My assumption yesterday evening that this would be seen as a Merkel summit – with new German Chancellor Angela Merkel playing a key role – has turned out to be correct. It’s not only in the German media that she is portrayed as having played a key role in actually getting the agreement.
After an interlude of some years we are thus returning to a situation in which Germany is a major player in its own right in Europe. Not simply an annex to Paris, but a player able to play a somewhat broader play.
In the first half of 2007 Germany will have the EU presidency, and the summit in June of that year, presided over by Angela Merkel, will be the one where the newly elected new President of France makes his or her first European appearance.
This is where we should expect the critical decision on how to move forward on the important constitutional/treaty issues. We might well see some discussions on the procedure taken during the upcoming Austrian presidency, but in all probability it will the German one that will be the truly important.

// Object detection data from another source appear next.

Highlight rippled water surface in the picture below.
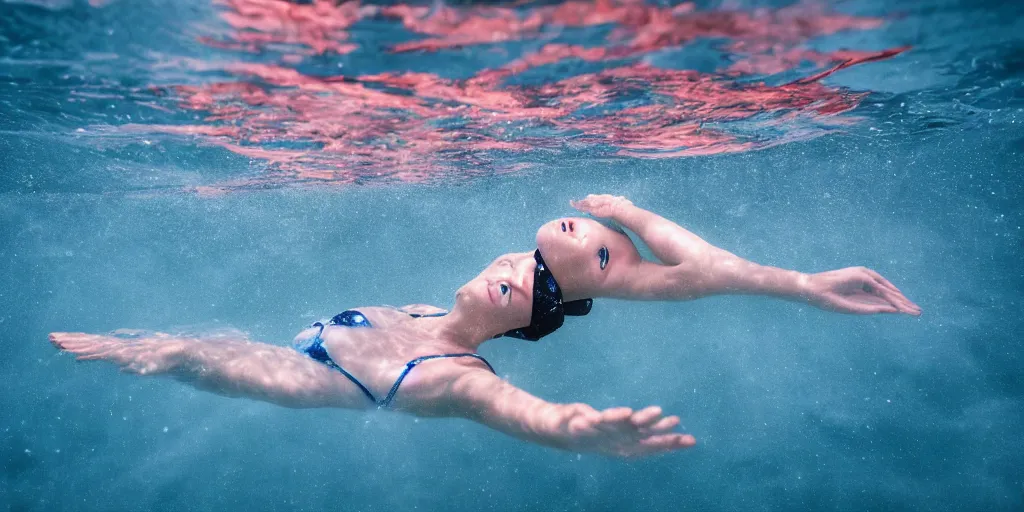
[0,0,1024,511]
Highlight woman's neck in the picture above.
[417,307,497,352]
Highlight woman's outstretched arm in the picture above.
[572,195,921,315]
[434,370,695,457]
[50,333,369,409]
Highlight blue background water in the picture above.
[0,2,1024,511]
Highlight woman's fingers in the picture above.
[647,416,679,433]
[635,434,697,455]
[631,406,662,428]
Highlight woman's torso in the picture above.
[296,307,487,414]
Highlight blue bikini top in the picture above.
[299,309,495,409]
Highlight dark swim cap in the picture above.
[505,249,594,341]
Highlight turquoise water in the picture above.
[0,1,1024,511]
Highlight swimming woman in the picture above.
[537,195,921,315]
[50,252,694,456]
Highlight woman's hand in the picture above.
[566,403,696,457]
[807,266,921,316]
[50,333,193,375]
[569,194,633,219]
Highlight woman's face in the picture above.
[456,253,537,334]
[537,217,639,300]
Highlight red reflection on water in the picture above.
[125,0,906,194]
[200,0,366,54]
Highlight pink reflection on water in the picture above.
[130,0,906,195]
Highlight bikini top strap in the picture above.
[377,352,498,409]
[304,322,377,403]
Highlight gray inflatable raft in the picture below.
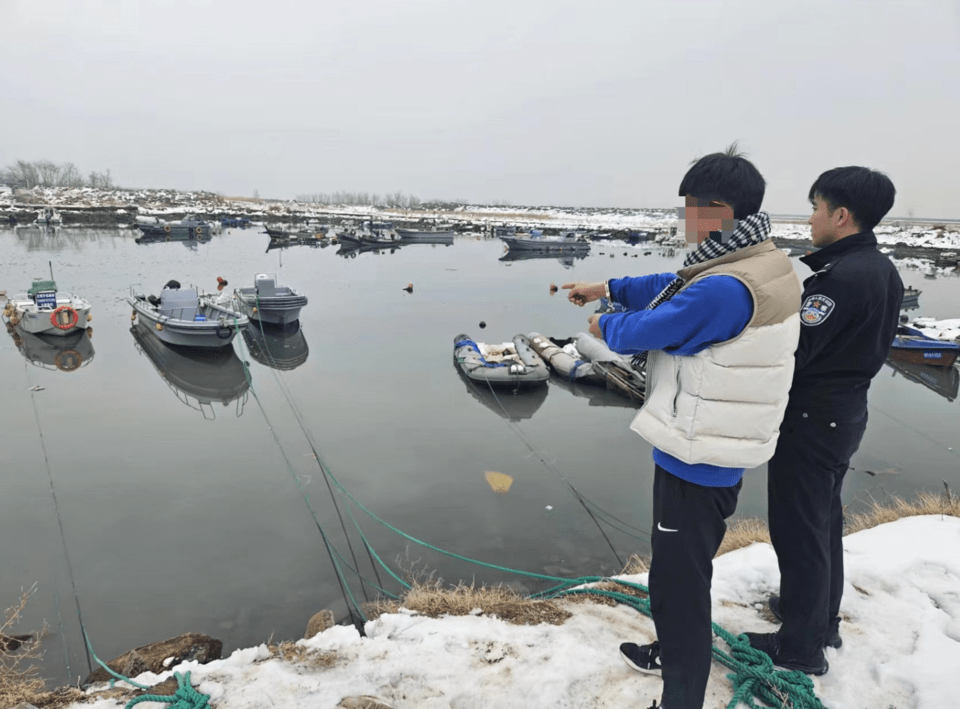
[453,335,550,388]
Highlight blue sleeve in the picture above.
[600,276,753,355]
[607,273,677,310]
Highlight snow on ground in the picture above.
[0,187,960,250]
[69,516,960,709]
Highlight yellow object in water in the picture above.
[483,470,513,495]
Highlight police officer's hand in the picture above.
[561,281,607,307]
[587,313,603,340]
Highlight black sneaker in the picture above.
[620,640,663,676]
[767,596,843,649]
[744,633,830,676]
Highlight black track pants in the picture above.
[767,415,867,657]
[649,465,742,709]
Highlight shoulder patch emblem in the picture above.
[800,295,836,326]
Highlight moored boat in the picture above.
[137,214,211,241]
[233,273,307,325]
[889,325,960,367]
[453,335,550,388]
[127,281,250,349]
[3,278,93,336]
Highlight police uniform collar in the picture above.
[800,229,877,271]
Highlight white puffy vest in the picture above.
[630,239,802,468]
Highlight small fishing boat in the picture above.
[527,332,645,404]
[453,335,550,388]
[3,275,93,336]
[137,214,212,243]
[499,236,590,253]
[127,281,250,349]
[243,322,310,370]
[395,228,455,244]
[889,325,960,367]
[130,320,250,420]
[233,273,307,325]
[36,207,63,226]
[7,323,93,372]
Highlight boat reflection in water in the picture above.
[453,360,550,421]
[7,323,93,372]
[243,320,310,369]
[130,321,250,420]
[886,355,960,401]
[500,249,588,268]
[550,375,643,409]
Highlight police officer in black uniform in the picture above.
[747,167,903,675]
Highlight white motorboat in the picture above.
[3,278,93,335]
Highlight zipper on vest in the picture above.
[673,359,680,418]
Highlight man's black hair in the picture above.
[808,167,897,231]
[680,142,767,219]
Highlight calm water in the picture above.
[0,229,960,681]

The year thereafter it will be time to do the review of the budget – the financial framework – that now has been agreed to.
By that time we might very well have a new Prime Minister in the United Kingdom, we will certainly have a new President of France and it’s far from unlikely that we will have a new Prime Minister of Italy.
In many ways it will be a new ballgame – but Angela Merkel will be there.
So it is probably right to see the meeting of the European Council in Brussels during the last few days as the first in a series of Merkel summits in the European Union.
It’s Berlin that will count in Brussels.